The brightening outlook for the global economy will give governments leeway to switch from blanket emergency support to more targeted measures, with a focus on investing, the OECD has said.
The Paris-based organisation said global output would rise 5.8 per cent this year, a significant upgrade from the forecast of 4.2 per cent made in December. Growth of 4.4 per cent the following year would bring most of the world back to pre-pandemic levels of activity, it added.
However, the OECD also warned that the recovery would be uneven and living standards in many developed economies will still fall well short of the levels expected before the pandemic.
The new forecasts suggest that in the US, thanks to its fiscal stimulus and Covid-19 vaccination programmes, economic output at the end of 2022 would be slightly higher than it had projected in November 2019.
The same is true of China and, to a lesser extent, Germany. But output in many European countries, especially those reliant on tourism, will be well below pre-pandemic levels. The shortfall will be even bigger in emerging markets: output in India will be almost 10 per cent below the November 2019 projection.
In the longer term, the damage to the productive capacity of the economy could be worst among G7 countries particularly in the UK, where the scarring effects of the pandemic will be compounded by Brexit, the OECD said.
“As countries transition towards better prospects, it would be dangerous to believe that governments are already doing enough to propel growth to a higher and better path,” said Laurence Boone, OECD chief economist.
The support that many countries had provided for businesses and households had helped protect people’s income and limit damage to the supply side of economies, she added.
But the crisis had underscored the need to improve health and education systems, and to fund digital transformation and the climate transition. As some sectors reopened, with others still restricted, support should become more targeted and “the focus should be on investment”, Boone said.
The biggest risk to the OECD’s upbeat forecasts lay in the failure to ensure that supplies of Covid vaccines reached emerging and low-income countries.
“The global economic and social cost of maintaining closed borders dwarfs the costs of making vaccines, tests and health supplies more widely available,” Boone said.
Another worry was the high level of debt held by small and medium-sized companies, especially in European countries that had channelled support to businesses chiefly through loans, rather than grants.

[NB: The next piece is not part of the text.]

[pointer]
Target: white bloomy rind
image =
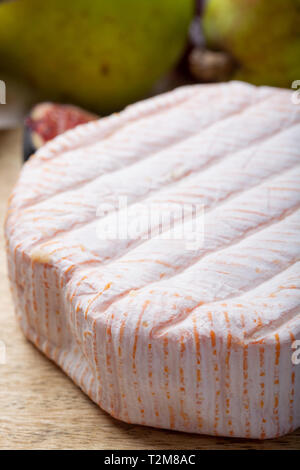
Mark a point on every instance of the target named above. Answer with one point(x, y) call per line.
point(156, 333)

The OECD said that one approach could be to convert some pandemic-related loans into grants, with repayment conditional on performance and regular assessments of viability.
Boone was more sanguine about the risks of expansionary policies — in the US especially — fuelling persistently high inflation.
Prices could rise in the short term, the OECD acknowledged, due to congestion in ports and bottlenecks in some sectors that were reopening rapidly.
But it took the view that there was still slack in labour markets that would hold wages in check, with the employment rate set to stay below its pre-crisis rate in the median OECD country at the end of 2022.